I get up and leave as my normal sized nuts are beginning to feel like B.B.'s and this guy is creeping me out! What the fuck, man? I go back to my condo and my friend is sitting on the sofa with the girls watching t.v. I explain what I have just seen to him and he says "Fuck you. You're fulla shit. That's impossible!"

"I'm not lying man!" I say to him.

"C'mere" I say and drag him onto our balcony which overlooks the pool.

"That's him," I say, pointing with my chin, "the guy with the blue speedos."

Even at this distance, across the pool and from the second floor balcony you could see there was something peculiar in this guy's crotch area. My friend looks, starts to say something, stops and looks again, and says "Wait a minute. I'll be right back."

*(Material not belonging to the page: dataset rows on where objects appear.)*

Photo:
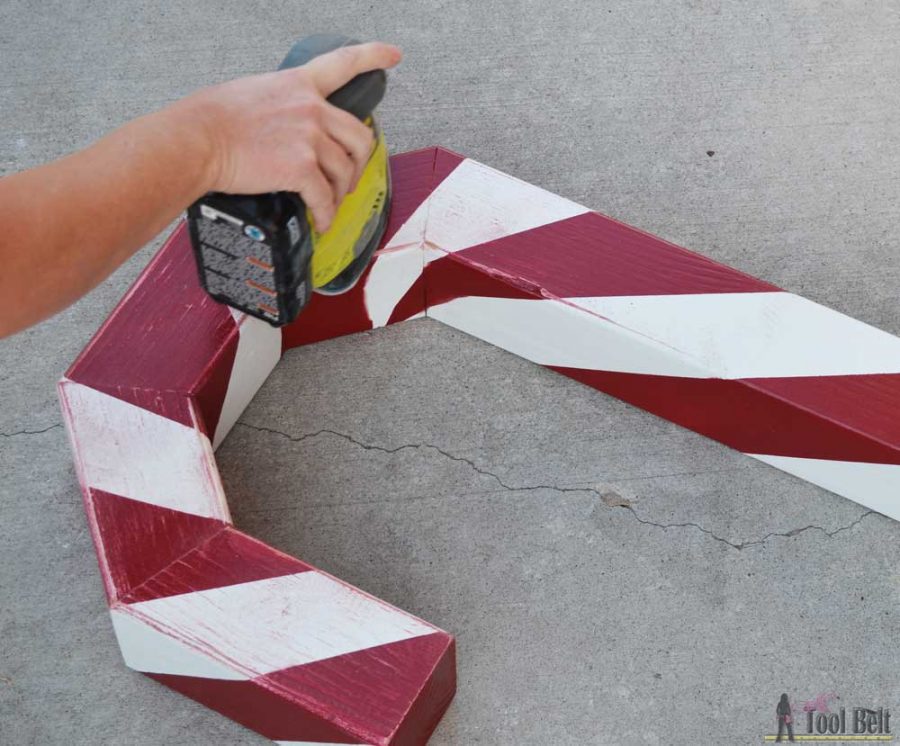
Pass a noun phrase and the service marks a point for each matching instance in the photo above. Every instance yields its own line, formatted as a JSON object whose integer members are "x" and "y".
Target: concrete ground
{"x": 763, "y": 134}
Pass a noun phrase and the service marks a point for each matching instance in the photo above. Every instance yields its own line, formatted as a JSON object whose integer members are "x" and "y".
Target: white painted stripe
{"x": 132, "y": 452}
{"x": 877, "y": 486}
{"x": 755, "y": 335}
{"x": 476, "y": 203}
{"x": 146, "y": 649}
{"x": 554, "y": 333}
{"x": 316, "y": 743}
{"x": 391, "y": 277}
{"x": 268, "y": 625}
{"x": 259, "y": 350}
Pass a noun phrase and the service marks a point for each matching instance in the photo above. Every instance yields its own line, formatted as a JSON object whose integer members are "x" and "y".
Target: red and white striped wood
{"x": 300, "y": 656}
{"x": 267, "y": 640}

He grabs a beer and his sunglasses and goes out he door.

A few seconds later I see him walking up the steps to the pool and he goes over and sits down on the chair I had been in earlier. I stand on the balcony watching. After a few minutes the Ball Bag guy gets up and walks over to the pool and dives in. I watch my friend's jaw drop like some cartoon character from a Bugs Bunny show. He jumps up and comes back to the rooms.

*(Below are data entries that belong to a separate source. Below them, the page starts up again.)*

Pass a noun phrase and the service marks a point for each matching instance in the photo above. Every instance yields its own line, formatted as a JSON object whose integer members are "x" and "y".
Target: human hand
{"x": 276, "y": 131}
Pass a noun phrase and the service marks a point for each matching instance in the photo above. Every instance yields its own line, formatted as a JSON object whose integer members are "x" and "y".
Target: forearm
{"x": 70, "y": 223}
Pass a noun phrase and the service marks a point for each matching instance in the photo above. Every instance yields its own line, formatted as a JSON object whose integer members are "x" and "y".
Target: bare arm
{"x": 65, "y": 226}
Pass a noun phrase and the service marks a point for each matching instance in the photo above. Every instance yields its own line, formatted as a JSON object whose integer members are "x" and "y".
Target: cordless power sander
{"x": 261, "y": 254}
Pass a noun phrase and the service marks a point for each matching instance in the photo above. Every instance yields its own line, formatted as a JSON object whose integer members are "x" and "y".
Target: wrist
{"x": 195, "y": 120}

My pal walks in the condo and comes over to me and grabs my shoulders laughing saying, "Did you see that? That's fucking amazing! I've never seen anything like that in my whole life."

"I know," I say to him, "I fucking told you so!"

We're both incredulous and laughing like hell and wondering what the hell it was that we had seen. The ladies look at us as though we're nuts. We are, so what?

Still laughing and giggling we prepare to go out to eat and do some bar-hopping and leave. This guy and his affliction became an endless source of amusement for us over the next couple of weeks. We started making up nick-names for the guy, each of us trying to crack up the other. The Amazing Ball Bag Guy, the Coconut Nuts Kid, the Cantaloupe Crotch Boy, the Bowling Ball Bag man, Elephant Sack Dude, Melon Balls Guy, etc, etc, until we'd be on the ground laughing with tears in our eyes and saying, "Stop, stop my head hurts, I'm laughing so hard!"

We'd see this guy everyday at the pool and have the damndest time trying not to laugh as he'd walk by. We saw him with two Thai girls once and that started some serious speculation and dirty jokes and such. The girls did seem to be walking a little bow-legged to me. Another time we saw him with two definitely gay Thai men, which seriously started us up again. When I pointed out this guy's problem to my woman she looked and said something in Thai as her mouth dropped open, her eyes bugged out, and she squeaked and covered her eyes giggling. How'd ya like to get your hands on those suckers honey?

All in all another fun time in the Land of Smiles. Where else but in Amazing Thailand could we have seen "The Amazing Ball Bag Guy"?